By: Leigh Sexton - Updated: 23 Sep 2012 | comments*Discuss
Antabuse Acamprosate Disulfiram Alcohol

What treatments exist to treat alcohol abuse, and how can the medical profession support those who wish to stop, or moderate, their drinking?

Antabuse: Description

The generic name for Antabuse is Disulfiram. It’s a medicine that you can receive only on prescription and that works to help deter people from drinking by producing unwanted effects, rather than by reducing or removing the desire to drink alcohol.

Antabuse works by making the patient suffer unpleasant consequences when they drink. These consequences are an effect of consuming the treatment and may include:

  • Severe head pain
  • Flushing, blushing and palpitations
  • Tightness of the chest, and a sensation of not being able to breathe properly
  • Nausea
In extreme cases, the patient may suffer shock and collapse and if this happens, they need emergency treatment from a GP or hospital.

Antabuse: Who It Works For

Antabuse works well for those who want to stop drinking but find the habit hard to break as one or two experiences of the effects of alcohol consumption can work to break the association of alcohol and pleasure in their minds.

Antabuse Side-Effects

It is a very controversial treatment because it doesn’t work for everyone. Some people take it and continue to drink, suffering the consequences and putting strain on their health, their families and loved ones and the health service. Others find the effects are bearable because they have a high resistance to the treatment.

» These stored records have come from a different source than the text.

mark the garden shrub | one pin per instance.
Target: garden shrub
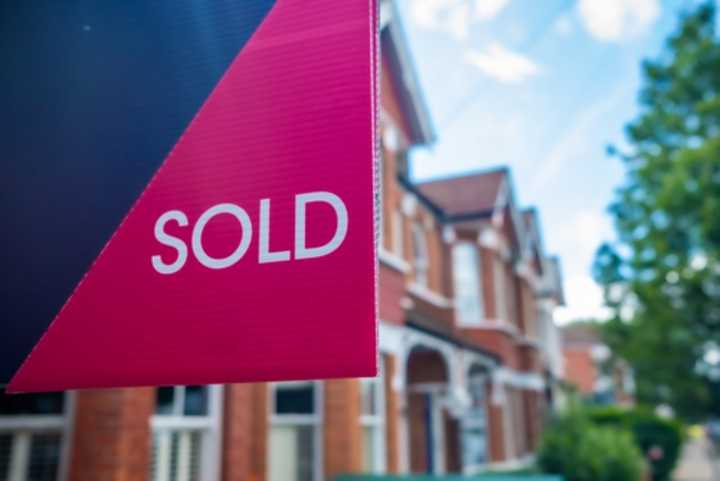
(659, 439)
(579, 450)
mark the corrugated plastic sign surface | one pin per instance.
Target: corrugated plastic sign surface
(187, 192)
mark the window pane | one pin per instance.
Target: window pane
(292, 453)
(164, 399)
(5, 448)
(52, 403)
(44, 457)
(290, 399)
(369, 462)
(196, 401)
(368, 393)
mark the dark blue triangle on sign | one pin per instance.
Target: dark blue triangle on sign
(93, 95)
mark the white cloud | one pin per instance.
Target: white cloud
(573, 143)
(502, 64)
(615, 20)
(563, 25)
(454, 16)
(584, 301)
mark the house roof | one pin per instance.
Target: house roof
(467, 194)
(394, 44)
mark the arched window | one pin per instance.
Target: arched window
(295, 431)
(466, 276)
(32, 434)
(186, 433)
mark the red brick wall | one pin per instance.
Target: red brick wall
(417, 432)
(426, 366)
(342, 430)
(580, 368)
(495, 428)
(245, 426)
(112, 436)
(498, 342)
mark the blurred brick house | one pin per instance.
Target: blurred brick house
(470, 354)
(592, 369)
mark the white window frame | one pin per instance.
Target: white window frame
(500, 283)
(398, 234)
(23, 427)
(462, 318)
(421, 261)
(478, 382)
(376, 421)
(209, 426)
(314, 420)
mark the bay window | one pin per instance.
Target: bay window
(466, 277)
(372, 403)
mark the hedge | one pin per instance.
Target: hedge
(659, 439)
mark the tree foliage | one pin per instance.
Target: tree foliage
(662, 276)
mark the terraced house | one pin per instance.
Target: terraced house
(469, 353)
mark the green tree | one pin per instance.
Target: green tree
(662, 275)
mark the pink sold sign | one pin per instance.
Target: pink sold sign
(249, 256)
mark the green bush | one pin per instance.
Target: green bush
(579, 450)
(659, 439)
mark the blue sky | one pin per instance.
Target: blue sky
(544, 87)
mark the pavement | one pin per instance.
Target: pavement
(698, 463)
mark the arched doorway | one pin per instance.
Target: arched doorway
(427, 381)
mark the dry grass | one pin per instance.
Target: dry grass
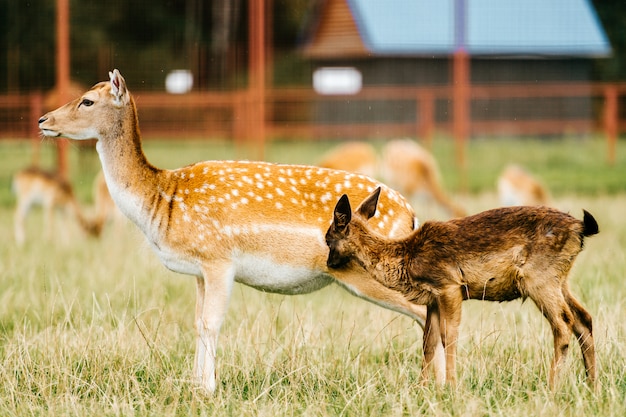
(99, 327)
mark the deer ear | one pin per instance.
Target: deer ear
(367, 208)
(118, 87)
(343, 213)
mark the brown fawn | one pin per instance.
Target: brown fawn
(257, 223)
(497, 255)
(36, 186)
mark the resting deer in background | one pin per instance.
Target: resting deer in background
(517, 187)
(36, 186)
(412, 170)
(358, 157)
(497, 255)
(256, 223)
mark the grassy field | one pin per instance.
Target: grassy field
(99, 327)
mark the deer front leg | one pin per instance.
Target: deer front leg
(433, 349)
(363, 286)
(449, 320)
(21, 211)
(213, 294)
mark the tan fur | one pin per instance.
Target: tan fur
(517, 187)
(106, 210)
(36, 186)
(411, 169)
(358, 157)
(257, 223)
(498, 255)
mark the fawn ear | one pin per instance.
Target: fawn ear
(118, 88)
(342, 214)
(367, 208)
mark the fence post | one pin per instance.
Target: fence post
(611, 115)
(36, 111)
(425, 118)
(460, 109)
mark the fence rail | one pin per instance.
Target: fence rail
(301, 113)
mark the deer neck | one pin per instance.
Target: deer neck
(379, 257)
(130, 177)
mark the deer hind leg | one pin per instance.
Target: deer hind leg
(21, 211)
(213, 294)
(582, 328)
(552, 304)
(434, 356)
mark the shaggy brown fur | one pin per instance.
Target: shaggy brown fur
(498, 255)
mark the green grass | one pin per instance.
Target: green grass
(99, 327)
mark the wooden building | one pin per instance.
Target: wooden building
(406, 43)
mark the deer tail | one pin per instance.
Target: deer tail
(590, 226)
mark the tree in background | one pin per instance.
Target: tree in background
(146, 40)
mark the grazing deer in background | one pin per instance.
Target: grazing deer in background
(412, 170)
(256, 223)
(358, 157)
(497, 255)
(517, 187)
(36, 186)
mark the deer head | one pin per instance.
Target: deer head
(338, 237)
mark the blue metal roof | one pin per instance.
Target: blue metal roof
(492, 27)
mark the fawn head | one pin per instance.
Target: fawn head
(90, 115)
(345, 223)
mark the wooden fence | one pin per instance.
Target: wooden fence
(294, 113)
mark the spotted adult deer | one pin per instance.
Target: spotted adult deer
(36, 186)
(256, 223)
(413, 170)
(517, 187)
(497, 255)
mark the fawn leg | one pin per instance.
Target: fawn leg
(554, 308)
(449, 320)
(582, 327)
(432, 347)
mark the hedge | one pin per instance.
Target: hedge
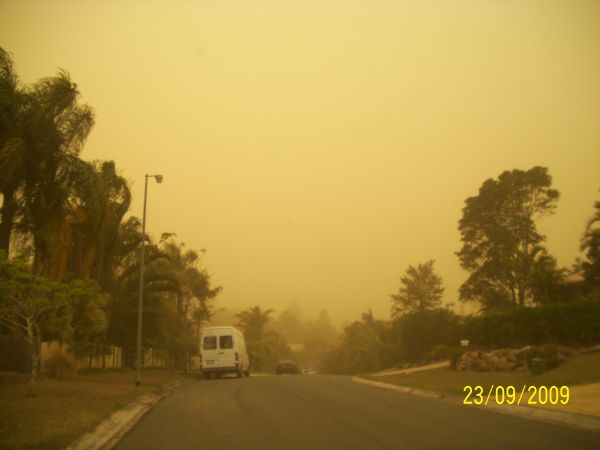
(568, 323)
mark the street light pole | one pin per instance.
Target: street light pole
(138, 363)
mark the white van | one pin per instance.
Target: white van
(223, 350)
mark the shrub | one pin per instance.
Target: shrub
(60, 365)
(567, 323)
(418, 333)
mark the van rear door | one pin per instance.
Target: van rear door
(226, 351)
(210, 351)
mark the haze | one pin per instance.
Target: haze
(317, 149)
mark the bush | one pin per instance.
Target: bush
(569, 323)
(418, 333)
(454, 357)
(438, 353)
(60, 365)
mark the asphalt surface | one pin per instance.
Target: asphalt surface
(313, 412)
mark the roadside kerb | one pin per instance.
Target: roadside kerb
(111, 431)
(574, 420)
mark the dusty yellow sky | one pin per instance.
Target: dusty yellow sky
(316, 149)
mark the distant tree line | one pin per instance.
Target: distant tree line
(69, 256)
(523, 295)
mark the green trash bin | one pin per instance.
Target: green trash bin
(537, 366)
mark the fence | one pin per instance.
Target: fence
(15, 356)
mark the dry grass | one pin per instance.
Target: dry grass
(580, 369)
(61, 411)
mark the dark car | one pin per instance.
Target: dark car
(287, 366)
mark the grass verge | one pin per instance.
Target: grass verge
(577, 372)
(580, 369)
(61, 411)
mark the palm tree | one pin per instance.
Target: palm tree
(265, 348)
(590, 243)
(12, 102)
(42, 131)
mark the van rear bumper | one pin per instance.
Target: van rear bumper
(232, 369)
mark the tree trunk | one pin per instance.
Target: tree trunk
(7, 214)
(33, 338)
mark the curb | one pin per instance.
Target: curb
(574, 420)
(111, 431)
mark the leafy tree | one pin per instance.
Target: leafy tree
(416, 333)
(500, 238)
(322, 334)
(264, 347)
(38, 308)
(361, 348)
(590, 244)
(546, 278)
(421, 290)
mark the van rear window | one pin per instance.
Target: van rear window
(210, 343)
(225, 342)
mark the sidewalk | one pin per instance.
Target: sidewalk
(109, 433)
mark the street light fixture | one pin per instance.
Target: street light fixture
(138, 363)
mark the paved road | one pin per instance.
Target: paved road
(331, 412)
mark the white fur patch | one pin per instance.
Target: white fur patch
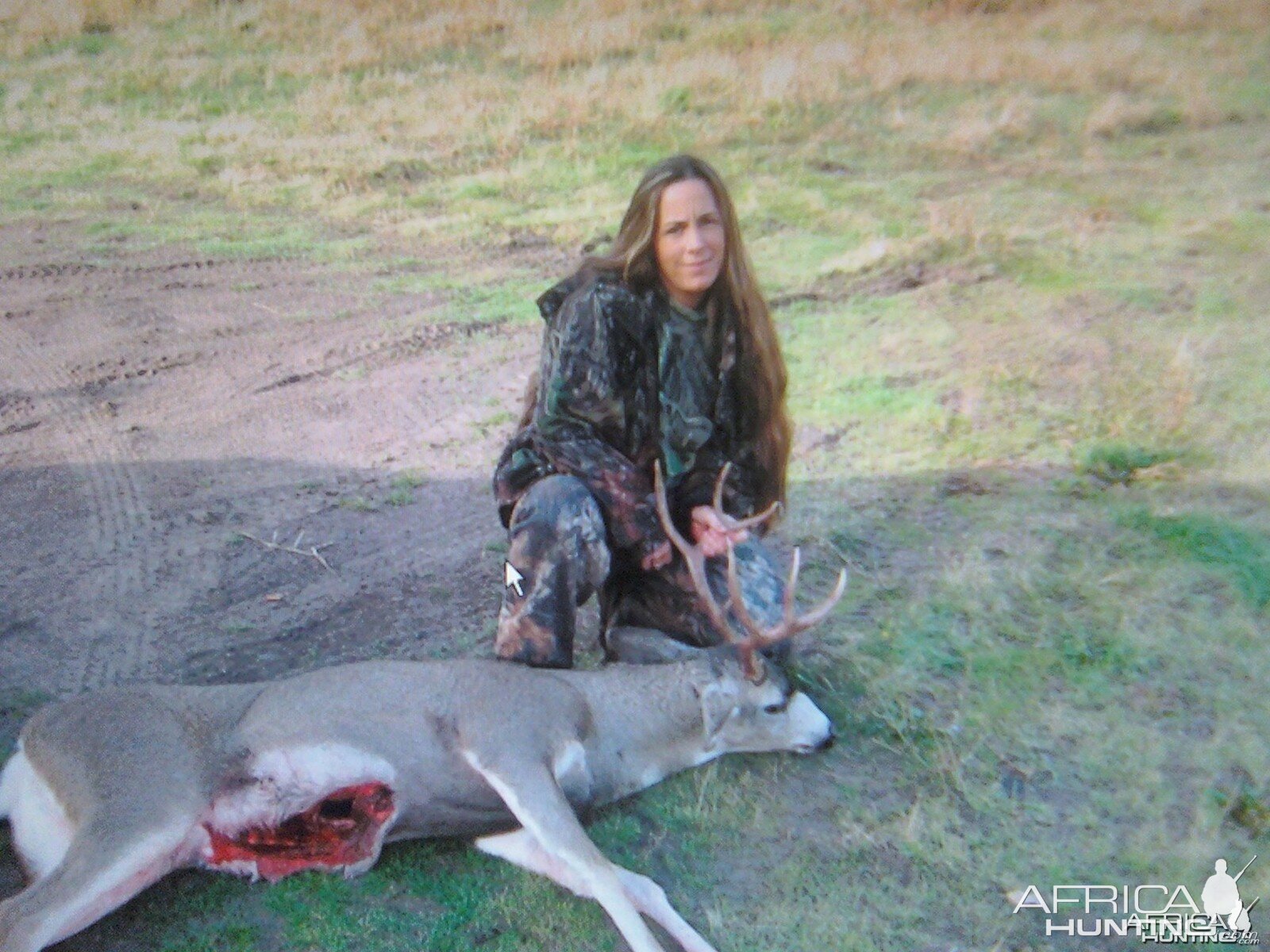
(42, 831)
(808, 723)
(149, 860)
(572, 758)
(287, 782)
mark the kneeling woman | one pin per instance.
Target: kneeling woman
(662, 352)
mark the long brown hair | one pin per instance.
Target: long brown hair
(760, 374)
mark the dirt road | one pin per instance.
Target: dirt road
(159, 410)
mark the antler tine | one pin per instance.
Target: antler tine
(732, 522)
(759, 638)
(692, 556)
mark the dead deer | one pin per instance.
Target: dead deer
(111, 791)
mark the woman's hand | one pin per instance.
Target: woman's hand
(710, 533)
(657, 558)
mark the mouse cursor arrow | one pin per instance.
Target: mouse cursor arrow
(514, 579)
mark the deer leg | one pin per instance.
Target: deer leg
(521, 850)
(103, 869)
(537, 803)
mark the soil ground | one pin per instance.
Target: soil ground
(156, 410)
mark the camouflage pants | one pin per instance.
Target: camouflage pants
(556, 546)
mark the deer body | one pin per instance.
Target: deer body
(111, 791)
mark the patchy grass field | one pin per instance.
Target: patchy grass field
(1019, 259)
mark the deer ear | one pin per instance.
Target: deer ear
(633, 645)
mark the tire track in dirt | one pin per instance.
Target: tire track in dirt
(110, 649)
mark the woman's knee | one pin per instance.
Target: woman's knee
(559, 520)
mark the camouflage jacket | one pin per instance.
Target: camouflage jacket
(605, 414)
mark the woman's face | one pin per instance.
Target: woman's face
(690, 240)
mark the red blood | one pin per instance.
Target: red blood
(334, 831)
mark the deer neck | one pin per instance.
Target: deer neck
(647, 725)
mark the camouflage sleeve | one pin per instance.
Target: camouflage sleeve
(582, 416)
(741, 490)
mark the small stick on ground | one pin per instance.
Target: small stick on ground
(313, 551)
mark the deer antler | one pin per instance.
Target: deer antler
(756, 636)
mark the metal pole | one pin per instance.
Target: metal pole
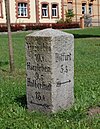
(11, 58)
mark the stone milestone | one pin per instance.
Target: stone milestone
(50, 70)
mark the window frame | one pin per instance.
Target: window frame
(45, 3)
(90, 7)
(57, 10)
(27, 7)
(84, 6)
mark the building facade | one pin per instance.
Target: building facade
(49, 11)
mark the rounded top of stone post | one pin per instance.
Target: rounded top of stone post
(48, 33)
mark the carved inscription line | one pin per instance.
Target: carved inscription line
(38, 85)
(62, 57)
(43, 105)
(39, 46)
(38, 67)
(60, 83)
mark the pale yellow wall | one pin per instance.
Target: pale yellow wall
(50, 20)
(77, 8)
(32, 18)
(13, 13)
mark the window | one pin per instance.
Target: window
(54, 10)
(83, 8)
(44, 10)
(70, 7)
(90, 8)
(22, 10)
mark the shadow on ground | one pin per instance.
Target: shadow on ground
(21, 101)
(86, 36)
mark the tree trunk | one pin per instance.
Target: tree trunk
(11, 55)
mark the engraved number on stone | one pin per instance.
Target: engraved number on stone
(39, 96)
(64, 69)
(39, 57)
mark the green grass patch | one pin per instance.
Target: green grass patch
(13, 111)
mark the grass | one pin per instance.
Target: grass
(13, 111)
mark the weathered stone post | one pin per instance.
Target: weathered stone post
(50, 70)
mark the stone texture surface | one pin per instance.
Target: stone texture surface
(50, 70)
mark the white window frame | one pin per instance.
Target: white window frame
(55, 10)
(83, 8)
(70, 6)
(45, 10)
(90, 8)
(22, 9)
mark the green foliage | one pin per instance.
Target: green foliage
(13, 111)
(68, 16)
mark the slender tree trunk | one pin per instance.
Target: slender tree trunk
(11, 55)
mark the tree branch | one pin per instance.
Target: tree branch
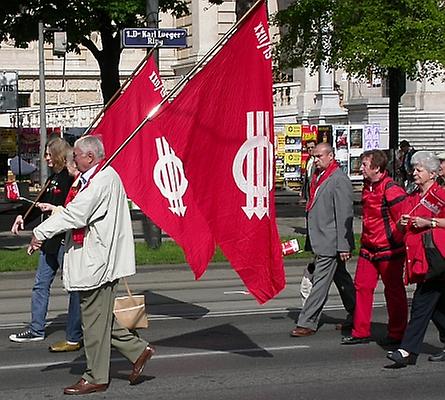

Because it’s not the only way to stop drinking, it is often only used as a last resort and there is a risk that those who stop taking the treatment will sooner or later revert to alcoholism because they won’t have the negative results to prevent them.

Acamprosate: Description

Campral EC is the most common brand name for the generic drug known as Acamprosate although there are other formulations of Acamprosate that are used in different circumstances or for different manifestations of alcohol abuse.

This treatment works by affecting the area of the brain that produces the desire for alcohol. By suppressing this neuro-chemical reaction, Acamprosate actually reduces the interest in drinking in the person who takes it. It has no bad effects if the person then drinks alcohol.

Acamprosate: Who It Works For

Recent studies suggest that Acamprosate works well for those who are already in detox or rehab situations and can work to support their understanding of the effects of alcohol abuse. It’s claimed that it works for around 1 in 5 drinkers who say they do not believe they would have been able to abstain from alcohol without the drug. Interestingly, it seems to also reduce the amount of alcohol consumed and the number of occasions on which it is consumed, in the 4 in 5 drinkers who do not manage complete abstinence.

Acamprosate: Side-Effects

While Acamprosate does not produce the unpleasant and powerful effects of Antabuse, it does have some side effects such as stomach upset especially cramps, loss of appetite, a dry mouth and difficulty in swallowing, flatulence and a general feeling of weakness and dizziness. These symptoms may pass if the patient perseveres with their course of treatment as they are often worse in the first week or so. However, the development of a rash or tingling or numbness in the extremities can suggest a severe reaction and then medical advice should be sought immediately. This severe reaction is rare, occurring in around one in 600 people prescribed the treatment.